Barr’s letter included a footnote, where the attorney general wrote that “in assessing potential conspiracy charges, the Special Counsel also considered whether members of the Trump campaign ‘coordinated’ with Russian election interference activities” and that Mueller defined “coordination” as an “agreement — tacit or express — between the Trump Campaign and the Russian government on election interference.”

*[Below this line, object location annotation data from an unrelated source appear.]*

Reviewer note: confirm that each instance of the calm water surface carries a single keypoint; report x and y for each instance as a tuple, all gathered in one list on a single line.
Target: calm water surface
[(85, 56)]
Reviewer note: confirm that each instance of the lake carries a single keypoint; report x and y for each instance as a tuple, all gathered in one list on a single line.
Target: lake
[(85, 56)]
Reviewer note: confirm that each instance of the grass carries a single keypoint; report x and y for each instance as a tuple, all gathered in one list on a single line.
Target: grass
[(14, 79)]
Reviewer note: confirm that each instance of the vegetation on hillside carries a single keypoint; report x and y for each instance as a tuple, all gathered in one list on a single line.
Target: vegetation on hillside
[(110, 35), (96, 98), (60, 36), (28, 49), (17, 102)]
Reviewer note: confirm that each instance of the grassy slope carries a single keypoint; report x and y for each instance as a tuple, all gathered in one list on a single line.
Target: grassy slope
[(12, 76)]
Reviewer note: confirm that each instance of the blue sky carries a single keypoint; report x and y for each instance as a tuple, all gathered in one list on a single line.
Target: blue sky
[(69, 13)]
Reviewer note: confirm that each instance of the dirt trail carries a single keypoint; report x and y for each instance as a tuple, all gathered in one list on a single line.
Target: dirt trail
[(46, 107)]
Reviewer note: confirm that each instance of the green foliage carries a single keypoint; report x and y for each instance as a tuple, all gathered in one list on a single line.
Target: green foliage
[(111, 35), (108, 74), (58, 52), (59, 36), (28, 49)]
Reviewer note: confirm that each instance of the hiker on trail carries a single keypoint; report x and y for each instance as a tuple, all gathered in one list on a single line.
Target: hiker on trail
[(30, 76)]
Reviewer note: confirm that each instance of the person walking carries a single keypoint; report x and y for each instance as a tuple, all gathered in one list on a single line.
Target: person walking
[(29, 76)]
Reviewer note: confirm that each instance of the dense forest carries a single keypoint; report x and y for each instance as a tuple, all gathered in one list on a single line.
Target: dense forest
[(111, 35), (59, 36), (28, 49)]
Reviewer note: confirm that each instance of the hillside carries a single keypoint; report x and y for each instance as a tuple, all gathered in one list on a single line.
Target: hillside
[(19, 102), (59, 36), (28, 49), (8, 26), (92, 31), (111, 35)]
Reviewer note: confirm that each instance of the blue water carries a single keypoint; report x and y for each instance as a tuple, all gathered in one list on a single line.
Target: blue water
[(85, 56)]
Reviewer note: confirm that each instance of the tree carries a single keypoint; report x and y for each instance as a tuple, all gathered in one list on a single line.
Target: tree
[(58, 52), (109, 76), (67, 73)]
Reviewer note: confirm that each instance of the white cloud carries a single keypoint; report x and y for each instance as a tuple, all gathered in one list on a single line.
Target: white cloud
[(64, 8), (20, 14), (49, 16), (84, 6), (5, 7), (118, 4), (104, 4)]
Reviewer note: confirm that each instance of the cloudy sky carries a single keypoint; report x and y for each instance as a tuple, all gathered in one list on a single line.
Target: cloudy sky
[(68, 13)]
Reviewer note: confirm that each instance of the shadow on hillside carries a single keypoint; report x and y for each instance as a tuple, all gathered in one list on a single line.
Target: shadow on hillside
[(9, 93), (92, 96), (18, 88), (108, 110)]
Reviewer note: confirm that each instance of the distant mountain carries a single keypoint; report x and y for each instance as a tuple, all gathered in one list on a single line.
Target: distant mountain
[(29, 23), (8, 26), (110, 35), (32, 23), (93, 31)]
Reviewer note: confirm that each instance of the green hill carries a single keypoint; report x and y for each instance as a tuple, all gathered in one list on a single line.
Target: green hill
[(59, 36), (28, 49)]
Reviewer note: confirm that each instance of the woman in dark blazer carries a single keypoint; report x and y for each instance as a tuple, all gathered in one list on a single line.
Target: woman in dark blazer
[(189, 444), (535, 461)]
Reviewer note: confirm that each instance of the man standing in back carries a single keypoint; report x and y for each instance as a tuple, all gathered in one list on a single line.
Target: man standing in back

“Like collusion, ‘coordination’ does not have a settled definition in federal criminal law,” the Mueller report noted. “We understood coordination to require an agreement — tacit or express — between the Trump Campaign and the Russian government on election interference. That requires more than the two parties taking actions that were informed by or responsive to the other’s actions or interests. We applied the term coordination in that sense when stating in the report that the investigation did not establish that the Trump Campaign coordinated with the Russian government in its election interference activities … In evaluating whether evidence about collective action of multiple individuals constituted a crime, we applied the framework of conspiracy law, not the concept of collusion.”

Mueller’s team added: “In sum, the investigation established multiple links between Trump Campaign officials and individuals tied to the Russian government. Those links included Russian offers of assistance to the Campaign. In some instances, the Campaign was receptive to the offer, while in other instances the Campaign officials shied away. Ultimately, the investigation did not establish that the Campaign coordinated or conspired with the Russian government in its election-interference activities.”

This is not the first time that Weissmann has misled people about the Mueller report. Back in August, the Washington Examiner reported that Weissmann mischaracterized Mueller’s testimony related to whether Trump had been truthful in his written questions to the special counsel’s office. And Weissmann’s criticisms that the Mueller team should’ve done more prompted a rare public statement from Mueller, who said Weissmann’s critiques were based on “incomplete information” and that the special counsel made his determinations “without any interest in currying favor or fear of the consequences.”

FBI Special Agent William Barnett, one of the lead investigators on the inquiry into retired Lt. Gen. Michael Flynn, jokingly referred to the Trump-Russia investigation as “Collusion Clue” and argued that many investigators, including some on Mueller’s team like Weissmann, were out to “get Trump.” Republican Senate Judiciary Committee Chairman Lindsey Graham has floated bringing in Weissmann to testify.

Weissmann, fired FBI Special Agent Peter Strzok, the Mueller report, and Mueller’s testimony all discredited a recent New York Times story relied upon by Democratic House Intelligence Committee Chairman Adam Schiff in his call last week for inspectors general from the Justice Department and intelligence community to investigate issues related to the counterintelligence inquiry of Trump by Mueller and the FBI.

U.S. Attorney John Durham is conducting an investigation into the origins and conduct of the Trump-Russia investigation.